The opportunity to do the score for Shoot’n Match is what originally brought me to Austin, during Christmas of 1977. Except for three recent (and fascinating) years in Philadelphia, where I wrote The Irish Singer, I’ve been here ever since. The recording sessions for Shoot’n Match were done at a small studio on the eighth floor of the Littlefield building in downtown Austin. It was engineered and produced by legendary sound designer, Wayne Bell. Ample reason by itself to give this a listen. He captured the entire score in a live, “heads up” mix, on a Nagra (standard sound recording device from the 60’s to the 90’s), normaly used to record film dialogue but here pressed into musical service. We relocated to Wayne’s home in west Austin to record Last Night at the Alamo—and had benefit of a 4 track, stereo tracking, drums and percussion, electric guitar and an early synthesizer. Wayne did a phenomenal job engineering and steering, and that young idealist played his ass off, played his heart out, and created on the spot like his life depended on it. It kind of did.
I had no clear idea of what I was building at the time, but the lessons learned on these two worthy projects; in music, film, and life—became the template for all meaningful work to come. Of course, one of the lessons was how rare good work like that is. I did a lot of waiting. Eventually I got around to running my own projects…

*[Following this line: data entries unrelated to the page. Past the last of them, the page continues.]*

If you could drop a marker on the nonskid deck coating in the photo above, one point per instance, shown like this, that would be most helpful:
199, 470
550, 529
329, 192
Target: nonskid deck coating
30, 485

Returning to 1978 and 1983 from this far flung moment was a bit of a mystical exercise and a deep rabbit hole. Kind of sorrowful really, but also grandly rewarding. I was given the isolated music tracks; including source music, dialogue and sound effect tracks. And then I settled in for the long haul. Gradually coming to grips with my early sophomoric shortcomings, wondering if it really was worth the trouble, eventually restoring and surpassing the sound we were able to achieve then, editing and sequencing it all into a cohesive story—and adding a few touches from the keyboard of my brilliant colleague Peter Stopschinski—ultimately, the work got done.
The Whole Shoot’n Match really cued things up for my brother back at the close of the 70’s, and for me as well. Robert Redford saw it at the USA film festival in 1978 and famously commented that it’s originality and maverick energy had inspired him to begin the Sundance Institute. Last Night at the Alamo propelled him even further. His trajectory went off into the 80’s like a rocket—as he was sometimes fond of saying—lots of things took off like a rocket for him. Sadly he crashed back to Earth, but that’s another story…
For me, Eagle’s success with Last Night at the Alamo coincided with my discovery of a story that 40 years later—would become a novel. Eagle and I, longtime childhood enemies, had learned to work well together and his burgeoning fame seemed to have arrived, most advantageously, at just the right time. I fancied I could become a screenwriter, as well as a composer and guitarist, and write him a film that would make us all rich and famous! Well, Eagle was certainly down with that, and I was right about some of it—I could be a writer and a composer, but it would take a lifetime to prove it.
It’s pretty much impossible to describe, exactly, what Eagle and his two bulwark films mean to me—but Cowboy Days just might do that job for me.